The New England Patriots of the National Football League are accused of conducting electronic surveillance in an effort to steal hand signals from opponents. The murky tale of rule breaking features clandestine videotaping and suspicious radio frequencies. Some in football believe that this is all wrong; not just the cheating, but some look down their noses at the kind of cheating.
This situation isn't like grabbing someone's jersey away from the refs or corking a bat. This is cloak-and-dagger stuff. We're talking about the New England Patriots, not the Patriot Act.
The scandal has me thinking that while technology has contributed to sports in countless ways and is not the cause of the team's debacle (dishonest people are), it has raised the question about whether too many gizmos and gadgets have encroached too far onto our playing fields.
Take for example radio-equipped helmets. Over a decade ago, the NFL began allowing teams to field one offensive player, typically the quarterback, wearing a radio. Coaches are allowed to communicate with the QB (who is unequipped to transmit messages) until 15 seconds remain on the 40-second play clock, at which time an NFL official cuts off the communications with a push of a button. The signals are encoded to prevent their being intercepted.
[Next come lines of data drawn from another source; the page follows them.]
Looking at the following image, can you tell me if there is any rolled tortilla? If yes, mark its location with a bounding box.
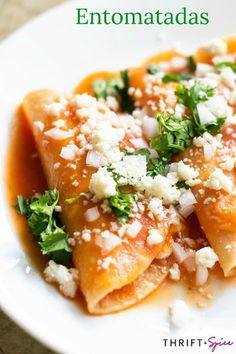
[179,125,236,276]
[23,90,180,314]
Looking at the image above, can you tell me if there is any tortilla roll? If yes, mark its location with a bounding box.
[23,90,180,314]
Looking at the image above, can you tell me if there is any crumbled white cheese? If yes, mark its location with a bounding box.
[220,158,235,171]
[112,155,147,181]
[204,168,233,193]
[34,120,44,132]
[91,122,125,152]
[45,102,65,117]
[44,127,74,140]
[44,261,79,298]
[60,143,80,161]
[169,263,180,280]
[196,63,214,77]
[89,167,117,200]
[126,220,143,238]
[84,207,100,222]
[229,90,236,106]
[176,161,199,181]
[195,247,219,268]
[95,230,122,254]
[169,300,190,328]
[220,67,236,90]
[147,229,163,246]
[148,198,165,220]
[203,38,227,56]
[138,175,180,204]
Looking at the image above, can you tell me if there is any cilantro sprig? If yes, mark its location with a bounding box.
[215,61,236,73]
[17,190,71,264]
[93,70,135,113]
[162,73,192,84]
[151,112,194,160]
[125,148,169,177]
[175,81,226,135]
[108,189,136,223]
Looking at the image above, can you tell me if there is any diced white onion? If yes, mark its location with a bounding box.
[44,127,74,140]
[86,150,103,168]
[196,265,208,286]
[143,116,157,138]
[179,190,197,218]
[84,207,100,222]
[182,252,196,273]
[130,138,148,149]
[203,143,216,161]
[172,242,188,264]
[126,220,143,238]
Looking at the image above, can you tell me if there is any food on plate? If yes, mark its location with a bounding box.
[10,37,236,314]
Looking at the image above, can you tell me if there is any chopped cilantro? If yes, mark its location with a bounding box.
[64,195,81,205]
[175,81,226,135]
[17,190,71,264]
[216,61,236,73]
[151,113,194,159]
[125,148,169,177]
[108,191,135,223]
[187,55,197,73]
[162,73,192,84]
[93,70,134,113]
[147,64,160,75]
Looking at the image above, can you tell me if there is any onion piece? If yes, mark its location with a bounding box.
[86,150,103,168]
[84,207,100,222]
[130,138,148,149]
[126,220,143,238]
[182,252,196,273]
[143,116,157,138]
[172,242,188,264]
[179,190,197,218]
[195,265,208,286]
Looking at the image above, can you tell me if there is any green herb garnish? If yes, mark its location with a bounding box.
[216,61,236,73]
[147,64,160,75]
[125,148,169,177]
[151,112,194,160]
[187,55,197,73]
[162,73,192,84]
[175,81,226,135]
[108,190,135,223]
[93,70,134,113]
[17,190,71,264]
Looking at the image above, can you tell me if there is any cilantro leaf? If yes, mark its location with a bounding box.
[108,191,135,223]
[93,70,134,113]
[162,73,192,84]
[125,148,169,177]
[151,112,194,159]
[216,61,236,73]
[187,55,197,73]
[175,81,226,135]
[147,64,160,75]
[17,190,71,264]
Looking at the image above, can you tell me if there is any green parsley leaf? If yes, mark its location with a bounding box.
[64,195,81,205]
[216,61,236,73]
[151,112,194,159]
[175,82,226,135]
[175,81,214,113]
[147,64,160,75]
[162,73,192,84]
[17,190,71,264]
[187,55,197,73]
[125,148,169,177]
[108,191,135,223]
[93,70,134,113]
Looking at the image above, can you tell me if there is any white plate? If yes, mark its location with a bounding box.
[0,0,236,354]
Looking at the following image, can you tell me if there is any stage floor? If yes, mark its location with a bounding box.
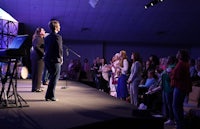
[0,79,139,129]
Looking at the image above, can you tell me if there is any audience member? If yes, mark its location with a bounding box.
[170,49,192,129]
[117,50,129,100]
[128,52,142,107]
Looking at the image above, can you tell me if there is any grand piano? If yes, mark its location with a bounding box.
[0,35,28,108]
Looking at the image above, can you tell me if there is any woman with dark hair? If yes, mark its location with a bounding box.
[30,27,45,92]
[117,50,129,100]
[170,49,192,129]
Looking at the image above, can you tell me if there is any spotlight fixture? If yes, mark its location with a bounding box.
[144,0,163,9]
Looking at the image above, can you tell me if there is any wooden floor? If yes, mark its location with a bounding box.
[0,79,170,129]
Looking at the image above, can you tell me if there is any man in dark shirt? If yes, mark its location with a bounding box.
[44,20,63,101]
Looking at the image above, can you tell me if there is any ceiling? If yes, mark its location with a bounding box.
[0,0,200,45]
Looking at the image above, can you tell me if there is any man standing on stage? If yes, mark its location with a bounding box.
[44,20,63,101]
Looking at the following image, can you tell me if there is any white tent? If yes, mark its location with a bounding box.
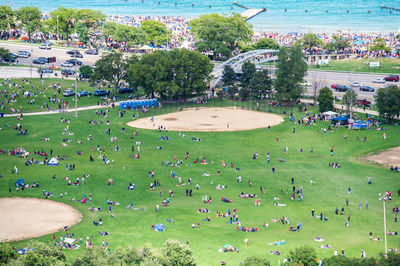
[47,157,59,166]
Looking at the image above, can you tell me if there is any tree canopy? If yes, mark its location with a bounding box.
[275,45,308,103]
[190,14,253,57]
[375,86,400,121]
[317,87,334,113]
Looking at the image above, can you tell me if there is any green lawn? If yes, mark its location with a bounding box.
[0,77,137,114]
[0,101,400,265]
[309,58,400,74]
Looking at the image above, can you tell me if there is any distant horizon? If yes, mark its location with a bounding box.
[6,0,400,33]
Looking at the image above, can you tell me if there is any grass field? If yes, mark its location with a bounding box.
[0,100,400,265]
[309,58,400,74]
[0,78,137,114]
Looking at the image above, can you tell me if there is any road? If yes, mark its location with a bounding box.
[0,42,100,70]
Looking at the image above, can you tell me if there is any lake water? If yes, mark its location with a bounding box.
[5,0,400,32]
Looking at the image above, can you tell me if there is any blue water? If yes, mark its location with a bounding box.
[4,0,400,32]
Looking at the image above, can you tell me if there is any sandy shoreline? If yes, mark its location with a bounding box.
[127,107,284,132]
[0,197,82,242]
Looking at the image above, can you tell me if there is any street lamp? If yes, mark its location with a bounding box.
[379,193,388,258]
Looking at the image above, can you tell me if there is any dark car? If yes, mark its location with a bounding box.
[360,86,375,92]
[61,69,76,76]
[78,91,92,97]
[85,49,99,55]
[71,53,83,58]
[118,88,133,94]
[32,59,46,65]
[67,58,82,66]
[94,90,110,96]
[66,50,79,55]
[385,75,400,82]
[42,68,53,73]
[331,84,350,92]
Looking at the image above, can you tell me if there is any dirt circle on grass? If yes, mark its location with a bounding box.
[364,147,400,167]
[0,198,82,242]
[128,107,284,131]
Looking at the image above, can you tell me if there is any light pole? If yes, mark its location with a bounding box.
[75,74,78,117]
[379,194,387,258]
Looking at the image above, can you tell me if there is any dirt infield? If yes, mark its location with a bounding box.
[0,198,82,242]
[364,147,400,167]
[128,107,284,131]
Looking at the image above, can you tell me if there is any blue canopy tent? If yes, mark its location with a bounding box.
[15,179,25,187]
[154,224,165,232]
[332,115,350,126]
[353,120,367,129]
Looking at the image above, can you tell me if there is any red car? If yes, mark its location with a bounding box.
[385,75,400,82]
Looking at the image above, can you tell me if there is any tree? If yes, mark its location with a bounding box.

The league says the Wi-Fi system reduces the need for coaches to call timeouts and helps eliminate botched plays that sometimes occur when quarterbacks misread their coaches' hand signals.
But when do the games start becoming less about human ability and more about contests between Cyborgs? Consider that the NFL's competition committee narrowly rejected a bid this year to equip a defensive player with a radio helmet. Others in the league are pushing hard to outfit every offensive player with a radio.
Why stop there? Why not set them all up with transmitters as well. Let's let them chat and alert each other about misdirection plays, fake punts and blown pass defenses. This way they can strip all the surprises out of the game.
Craig Mathias, a principal at Farpoint Group, a wireless and mobile consulting firm, says the technology is available to equip individual NFL players with a transmitter, battery pack and antenna that wouldn't hinder their movements and would stay relatively out of sight.
"The biggest issue would be battery life," Mathias said. "That and antenna orientation would have to be figured out. They could wear a compact antenna that would have limited range. As for batteries, since the players are always coming off the field anyway, they could swap them out then."
Should the NFL decide to make such changes, it runs the risk of creating an entirely different sport, according to Marvin Cobb, a former free safety for the Cincinnati Bengals.
"In my opinion, introducing voice communications would change the nature of the game," said Cobb, an NFL player from 1975 to 1980. "Football is really about the offense deceiving the defense. When I was playing, it would have been nice when I (was fooled by) a tight end crossing pattern for someone to tell me that (former NFL quarterback) Craig Morton was throwing a post pattern to somebody behind me.
"What radios do," Cobb continued, "is remove some of the individual thinking and finesse from the game."